Despite a challenging year for the microfinance sector, Ujjivan Financial Services has recorded a profit growth of 49% over the previous year. It’s Profit Before Tax (PBT) stands at Rs.17.72 Crores with a post-tax profit of Rs.11.41 Crores in the fiscal year 2010-11.
Ujjivan Financial Services – Result highlights:
- Income growth of 86% over last year
- Loan portfolio up by 69% to Rs.625 Crores
- Repayment rate at a robust 98.91%
- Portfolio at risk (PAR) above 30 days stands at 1.03%
Ujjivan has expanded its presence from 230 branches to 351 branches across 20 states while its customer base grew by 60% to nearly one million. Samit Ghosh, Managing Director said, “Despite the sector passing through a tough phase since October, we received fresh funding during this period from financial institutions in India & abroad, and maintained our portfolio quality. We continue to serve our customers, emerging stronger from the crisis.”

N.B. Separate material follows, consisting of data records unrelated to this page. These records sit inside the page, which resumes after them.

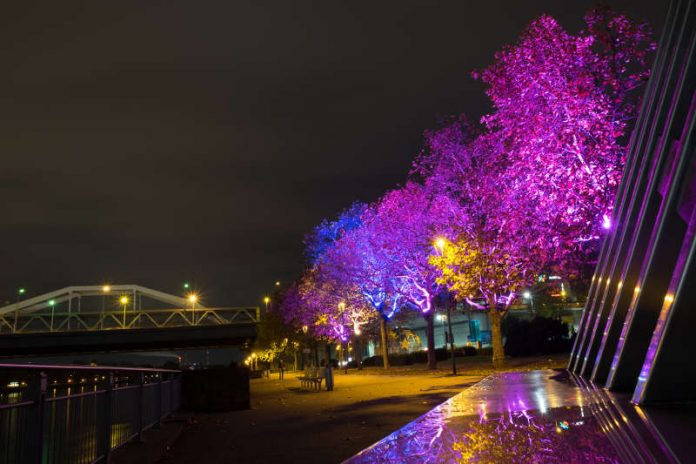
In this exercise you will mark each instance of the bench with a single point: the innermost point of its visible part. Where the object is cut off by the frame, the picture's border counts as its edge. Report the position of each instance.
(311, 379)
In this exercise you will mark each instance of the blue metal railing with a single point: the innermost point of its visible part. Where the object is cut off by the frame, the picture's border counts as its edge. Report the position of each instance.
(79, 414)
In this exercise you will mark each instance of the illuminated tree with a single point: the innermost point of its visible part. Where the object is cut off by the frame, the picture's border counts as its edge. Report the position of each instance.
(562, 104)
(475, 267)
(405, 224)
(356, 261)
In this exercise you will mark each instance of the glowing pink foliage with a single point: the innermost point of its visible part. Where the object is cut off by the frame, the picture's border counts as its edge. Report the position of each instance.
(562, 103)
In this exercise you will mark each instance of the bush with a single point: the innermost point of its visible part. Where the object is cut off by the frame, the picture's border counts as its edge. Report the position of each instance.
(541, 335)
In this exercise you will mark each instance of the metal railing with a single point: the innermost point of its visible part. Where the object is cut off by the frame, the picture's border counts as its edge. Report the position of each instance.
(55, 321)
(79, 414)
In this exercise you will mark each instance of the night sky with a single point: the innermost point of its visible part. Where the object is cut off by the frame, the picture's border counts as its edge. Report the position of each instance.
(162, 142)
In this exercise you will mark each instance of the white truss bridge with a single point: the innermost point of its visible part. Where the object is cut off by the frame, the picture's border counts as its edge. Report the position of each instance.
(114, 307)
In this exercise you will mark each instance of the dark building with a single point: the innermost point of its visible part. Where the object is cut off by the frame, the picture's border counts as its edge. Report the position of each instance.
(637, 330)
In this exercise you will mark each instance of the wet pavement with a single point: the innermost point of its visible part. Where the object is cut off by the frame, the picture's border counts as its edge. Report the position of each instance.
(540, 416)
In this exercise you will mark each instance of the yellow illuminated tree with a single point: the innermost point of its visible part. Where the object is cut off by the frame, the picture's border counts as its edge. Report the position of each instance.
(473, 269)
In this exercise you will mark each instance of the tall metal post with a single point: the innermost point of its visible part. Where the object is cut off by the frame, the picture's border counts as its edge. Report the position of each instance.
(69, 309)
(451, 337)
(139, 407)
(40, 401)
(104, 434)
(158, 403)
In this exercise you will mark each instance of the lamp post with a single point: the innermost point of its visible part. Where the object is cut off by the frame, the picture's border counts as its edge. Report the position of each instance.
(440, 244)
(124, 302)
(105, 289)
(193, 298)
(20, 293)
(527, 295)
(441, 318)
(52, 304)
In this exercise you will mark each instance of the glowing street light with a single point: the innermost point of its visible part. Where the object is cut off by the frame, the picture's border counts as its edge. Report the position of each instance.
(52, 304)
(440, 243)
(124, 301)
(606, 222)
(192, 298)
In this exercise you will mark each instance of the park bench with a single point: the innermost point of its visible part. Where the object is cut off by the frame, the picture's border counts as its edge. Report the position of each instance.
(311, 379)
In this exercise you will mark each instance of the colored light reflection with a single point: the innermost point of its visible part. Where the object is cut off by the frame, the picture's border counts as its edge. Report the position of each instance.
(492, 422)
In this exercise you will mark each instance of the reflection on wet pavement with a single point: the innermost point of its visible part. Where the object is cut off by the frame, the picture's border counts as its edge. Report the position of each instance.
(535, 417)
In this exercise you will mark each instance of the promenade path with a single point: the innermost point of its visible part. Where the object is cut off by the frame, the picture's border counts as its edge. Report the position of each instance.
(289, 425)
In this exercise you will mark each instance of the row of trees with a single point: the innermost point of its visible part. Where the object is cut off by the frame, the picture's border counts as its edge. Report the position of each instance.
(487, 208)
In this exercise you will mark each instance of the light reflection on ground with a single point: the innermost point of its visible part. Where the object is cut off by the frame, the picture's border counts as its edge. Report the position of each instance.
(530, 417)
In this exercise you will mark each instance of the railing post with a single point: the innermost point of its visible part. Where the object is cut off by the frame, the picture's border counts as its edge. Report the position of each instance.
(139, 406)
(40, 401)
(104, 436)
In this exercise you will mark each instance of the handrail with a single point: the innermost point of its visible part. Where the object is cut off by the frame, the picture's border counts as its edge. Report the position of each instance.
(86, 368)
(105, 415)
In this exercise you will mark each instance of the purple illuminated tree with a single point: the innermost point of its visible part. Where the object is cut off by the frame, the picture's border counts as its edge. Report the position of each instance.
(539, 184)
(562, 104)
(355, 261)
(405, 224)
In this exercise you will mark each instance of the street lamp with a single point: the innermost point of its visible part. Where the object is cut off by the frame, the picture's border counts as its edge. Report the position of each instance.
(52, 304)
(124, 301)
(527, 295)
(442, 318)
(20, 292)
(192, 298)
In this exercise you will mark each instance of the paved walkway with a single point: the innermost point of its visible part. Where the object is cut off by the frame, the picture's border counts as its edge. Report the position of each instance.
(288, 425)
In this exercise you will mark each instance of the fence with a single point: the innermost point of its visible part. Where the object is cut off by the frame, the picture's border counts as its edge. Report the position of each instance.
(79, 414)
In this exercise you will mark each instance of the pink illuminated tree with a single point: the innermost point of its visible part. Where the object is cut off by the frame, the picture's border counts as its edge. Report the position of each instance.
(356, 260)
(405, 224)
(562, 106)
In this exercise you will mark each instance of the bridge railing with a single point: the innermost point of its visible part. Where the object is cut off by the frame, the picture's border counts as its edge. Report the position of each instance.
(79, 414)
(54, 321)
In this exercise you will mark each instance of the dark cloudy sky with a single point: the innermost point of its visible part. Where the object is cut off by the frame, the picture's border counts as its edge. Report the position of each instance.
(162, 141)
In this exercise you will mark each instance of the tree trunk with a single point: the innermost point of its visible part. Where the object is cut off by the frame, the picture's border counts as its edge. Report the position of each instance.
(430, 335)
(496, 337)
(385, 341)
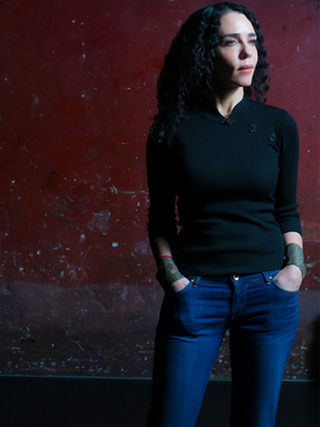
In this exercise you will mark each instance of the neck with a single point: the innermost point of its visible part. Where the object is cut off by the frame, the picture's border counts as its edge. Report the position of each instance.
(225, 101)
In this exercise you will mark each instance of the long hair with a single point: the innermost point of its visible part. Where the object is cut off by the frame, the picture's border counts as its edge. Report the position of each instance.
(187, 74)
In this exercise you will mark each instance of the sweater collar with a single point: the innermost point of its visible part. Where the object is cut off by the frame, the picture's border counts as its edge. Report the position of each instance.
(211, 112)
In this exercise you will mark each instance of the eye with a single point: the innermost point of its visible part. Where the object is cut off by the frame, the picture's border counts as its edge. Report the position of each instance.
(229, 42)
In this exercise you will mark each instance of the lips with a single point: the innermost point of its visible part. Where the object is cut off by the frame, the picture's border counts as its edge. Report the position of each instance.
(247, 69)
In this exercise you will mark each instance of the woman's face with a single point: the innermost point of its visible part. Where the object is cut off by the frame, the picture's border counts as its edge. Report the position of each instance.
(236, 55)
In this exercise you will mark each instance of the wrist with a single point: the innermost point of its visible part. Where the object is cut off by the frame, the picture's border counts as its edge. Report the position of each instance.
(294, 256)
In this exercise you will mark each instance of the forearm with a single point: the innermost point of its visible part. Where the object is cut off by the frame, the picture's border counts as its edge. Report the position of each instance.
(294, 251)
(160, 248)
(293, 237)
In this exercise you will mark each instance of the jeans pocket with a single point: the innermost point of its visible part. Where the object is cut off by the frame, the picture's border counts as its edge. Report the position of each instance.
(181, 291)
(271, 276)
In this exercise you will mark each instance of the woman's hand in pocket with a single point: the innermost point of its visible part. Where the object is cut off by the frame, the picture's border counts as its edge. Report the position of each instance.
(178, 285)
(289, 278)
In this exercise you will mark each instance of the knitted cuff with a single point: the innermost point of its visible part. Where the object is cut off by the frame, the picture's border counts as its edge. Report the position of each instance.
(167, 272)
(294, 256)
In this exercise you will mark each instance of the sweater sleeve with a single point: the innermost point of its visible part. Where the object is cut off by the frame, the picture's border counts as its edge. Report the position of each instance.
(286, 213)
(162, 218)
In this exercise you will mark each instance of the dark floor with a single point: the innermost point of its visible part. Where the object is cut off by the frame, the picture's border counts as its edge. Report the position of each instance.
(95, 402)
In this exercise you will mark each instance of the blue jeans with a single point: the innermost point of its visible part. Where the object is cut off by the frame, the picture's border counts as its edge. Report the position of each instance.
(262, 318)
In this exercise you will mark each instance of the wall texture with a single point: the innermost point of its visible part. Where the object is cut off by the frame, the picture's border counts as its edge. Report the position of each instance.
(77, 81)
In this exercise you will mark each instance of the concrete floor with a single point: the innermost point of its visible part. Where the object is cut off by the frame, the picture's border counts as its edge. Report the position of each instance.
(94, 402)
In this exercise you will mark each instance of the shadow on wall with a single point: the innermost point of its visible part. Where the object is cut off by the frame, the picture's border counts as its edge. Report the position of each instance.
(313, 356)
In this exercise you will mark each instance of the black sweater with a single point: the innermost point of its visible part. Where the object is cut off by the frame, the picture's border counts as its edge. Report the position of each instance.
(235, 185)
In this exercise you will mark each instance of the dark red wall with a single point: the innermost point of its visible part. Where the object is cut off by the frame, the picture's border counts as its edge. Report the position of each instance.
(77, 82)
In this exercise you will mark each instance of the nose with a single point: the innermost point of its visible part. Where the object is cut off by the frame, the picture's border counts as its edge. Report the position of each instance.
(246, 51)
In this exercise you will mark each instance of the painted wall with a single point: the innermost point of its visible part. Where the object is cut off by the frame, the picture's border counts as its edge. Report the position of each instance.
(77, 81)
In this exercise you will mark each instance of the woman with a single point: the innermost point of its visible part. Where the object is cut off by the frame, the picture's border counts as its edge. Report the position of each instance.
(235, 260)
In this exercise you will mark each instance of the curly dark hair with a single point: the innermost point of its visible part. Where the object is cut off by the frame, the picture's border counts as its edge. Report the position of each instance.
(187, 75)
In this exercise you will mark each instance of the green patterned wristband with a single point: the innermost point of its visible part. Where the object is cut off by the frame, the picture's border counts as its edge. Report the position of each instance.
(168, 272)
(294, 256)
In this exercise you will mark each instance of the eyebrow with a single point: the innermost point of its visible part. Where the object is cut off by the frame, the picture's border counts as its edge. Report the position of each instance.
(238, 34)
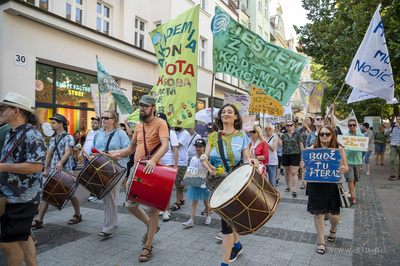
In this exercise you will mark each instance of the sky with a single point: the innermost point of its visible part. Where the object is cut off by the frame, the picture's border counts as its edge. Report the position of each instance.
(293, 14)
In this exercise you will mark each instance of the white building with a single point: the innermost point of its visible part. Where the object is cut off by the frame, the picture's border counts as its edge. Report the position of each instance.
(48, 51)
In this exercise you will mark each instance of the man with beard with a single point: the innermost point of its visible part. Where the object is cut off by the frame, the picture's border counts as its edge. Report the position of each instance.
(149, 132)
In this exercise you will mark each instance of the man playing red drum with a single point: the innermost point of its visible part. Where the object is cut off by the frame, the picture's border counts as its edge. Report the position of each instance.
(150, 131)
(22, 160)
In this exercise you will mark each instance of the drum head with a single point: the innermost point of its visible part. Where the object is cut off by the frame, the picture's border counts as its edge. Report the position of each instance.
(231, 185)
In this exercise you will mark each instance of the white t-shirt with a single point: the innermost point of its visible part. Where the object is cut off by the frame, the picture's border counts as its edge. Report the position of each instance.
(87, 147)
(168, 158)
(191, 148)
(184, 139)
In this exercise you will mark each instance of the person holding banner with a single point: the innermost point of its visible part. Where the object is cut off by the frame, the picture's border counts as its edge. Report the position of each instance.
(323, 198)
(292, 145)
(235, 151)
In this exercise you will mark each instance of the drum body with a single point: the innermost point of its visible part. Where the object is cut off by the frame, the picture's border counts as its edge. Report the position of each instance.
(100, 175)
(245, 199)
(59, 188)
(153, 190)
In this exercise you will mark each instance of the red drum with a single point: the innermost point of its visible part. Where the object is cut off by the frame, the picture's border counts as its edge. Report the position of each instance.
(153, 190)
(59, 188)
(245, 199)
(100, 175)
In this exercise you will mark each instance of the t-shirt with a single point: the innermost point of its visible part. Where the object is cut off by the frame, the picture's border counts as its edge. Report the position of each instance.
(66, 141)
(233, 146)
(119, 141)
(168, 158)
(155, 130)
(184, 139)
(23, 188)
(354, 157)
(191, 148)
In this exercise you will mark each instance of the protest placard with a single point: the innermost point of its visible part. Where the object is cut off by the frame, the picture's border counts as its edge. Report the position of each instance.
(195, 177)
(353, 143)
(322, 165)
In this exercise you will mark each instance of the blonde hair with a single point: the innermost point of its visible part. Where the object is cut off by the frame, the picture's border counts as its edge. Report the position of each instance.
(259, 131)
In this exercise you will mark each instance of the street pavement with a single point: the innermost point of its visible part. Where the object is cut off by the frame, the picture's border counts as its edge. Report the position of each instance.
(366, 235)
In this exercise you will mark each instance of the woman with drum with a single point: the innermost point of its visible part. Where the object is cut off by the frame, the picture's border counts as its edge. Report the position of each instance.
(109, 138)
(323, 198)
(292, 145)
(235, 150)
(259, 149)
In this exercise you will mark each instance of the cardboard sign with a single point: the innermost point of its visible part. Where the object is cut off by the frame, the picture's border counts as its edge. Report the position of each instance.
(195, 177)
(354, 143)
(322, 165)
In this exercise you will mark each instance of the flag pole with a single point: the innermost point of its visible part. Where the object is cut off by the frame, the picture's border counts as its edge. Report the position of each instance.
(211, 102)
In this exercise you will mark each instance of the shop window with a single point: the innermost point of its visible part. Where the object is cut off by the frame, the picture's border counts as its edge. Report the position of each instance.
(103, 18)
(139, 32)
(74, 10)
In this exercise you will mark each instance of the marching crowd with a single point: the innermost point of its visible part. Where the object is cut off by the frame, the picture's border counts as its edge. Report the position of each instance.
(274, 149)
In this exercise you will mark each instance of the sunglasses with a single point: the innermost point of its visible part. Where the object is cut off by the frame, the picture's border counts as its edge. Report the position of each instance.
(325, 134)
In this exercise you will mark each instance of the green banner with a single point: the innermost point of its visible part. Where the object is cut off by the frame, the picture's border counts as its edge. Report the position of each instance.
(175, 43)
(243, 54)
(108, 84)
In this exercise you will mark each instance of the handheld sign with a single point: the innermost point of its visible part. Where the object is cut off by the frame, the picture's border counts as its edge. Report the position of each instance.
(322, 165)
(195, 177)
(354, 143)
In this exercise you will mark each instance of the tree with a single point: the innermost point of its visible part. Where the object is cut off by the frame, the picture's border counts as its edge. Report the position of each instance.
(333, 38)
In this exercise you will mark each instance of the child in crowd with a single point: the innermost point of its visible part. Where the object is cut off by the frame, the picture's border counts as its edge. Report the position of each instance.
(198, 193)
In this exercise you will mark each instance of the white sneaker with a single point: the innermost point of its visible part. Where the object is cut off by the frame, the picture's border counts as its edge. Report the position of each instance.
(189, 223)
(166, 216)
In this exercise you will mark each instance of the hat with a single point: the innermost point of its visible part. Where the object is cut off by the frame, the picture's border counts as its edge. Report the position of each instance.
(59, 118)
(200, 142)
(17, 100)
(148, 99)
(162, 116)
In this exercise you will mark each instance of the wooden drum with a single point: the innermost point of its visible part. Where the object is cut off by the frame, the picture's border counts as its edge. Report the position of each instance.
(245, 199)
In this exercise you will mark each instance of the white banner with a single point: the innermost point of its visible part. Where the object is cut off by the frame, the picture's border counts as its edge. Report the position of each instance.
(370, 70)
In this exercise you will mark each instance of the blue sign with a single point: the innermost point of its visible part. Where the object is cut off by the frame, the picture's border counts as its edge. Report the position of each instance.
(322, 165)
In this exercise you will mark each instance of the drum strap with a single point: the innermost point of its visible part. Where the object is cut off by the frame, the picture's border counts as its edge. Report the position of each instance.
(222, 152)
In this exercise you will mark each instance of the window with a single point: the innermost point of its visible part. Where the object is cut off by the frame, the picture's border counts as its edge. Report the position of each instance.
(139, 32)
(43, 4)
(74, 10)
(202, 52)
(103, 18)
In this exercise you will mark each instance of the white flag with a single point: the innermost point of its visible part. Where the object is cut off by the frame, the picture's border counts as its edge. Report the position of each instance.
(370, 70)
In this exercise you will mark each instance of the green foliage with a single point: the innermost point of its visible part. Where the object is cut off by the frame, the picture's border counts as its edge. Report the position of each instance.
(332, 39)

The Company’s current year financials include a provision of Rs 3.79 Crores. This is based on a voluntary graduated scale increasing from 0.25% provisioning for standard assets to 100% for over dues greater than 180 days. “Although we have no exposure to Andhra Pradesh, we will continue to follow provisioning norms that are significantly higher than the regulatory prudential norms of RBI”, said Mr. Ghosh.
Ujjivan has also made the following announcements to its stake holders:
- For the second year in a row, a token dividend of 2% subject to shareholders’ approval.
- Budgeted Rs.63.50 lakhs towards continuing the highly successful Social Development Program to serve the communities where branches are located. Last year Ujjivan spent over Rs.25 lakhs primarily towards welfare support for children in state government-run anganwadis.
- Employees to receive statutory and performance bonus.
Ujjivan is also one of the first MFI’s in India to announce compliance with the new RBI norms on the interest cap, processing fees and discontinuance of security deposit on new loans to customers funded under priority sector borrowing from banks.
It has also launched a major financial literacy program to educate its customers on dangers of over borrowing, ‘ghost lending’ and managing their finances in a responsible manner. “We can overcome the current crisis only by jointly working with our customers to resolve the problem of over borrowing and over extension of credit”, Mr. Ghosh concluded.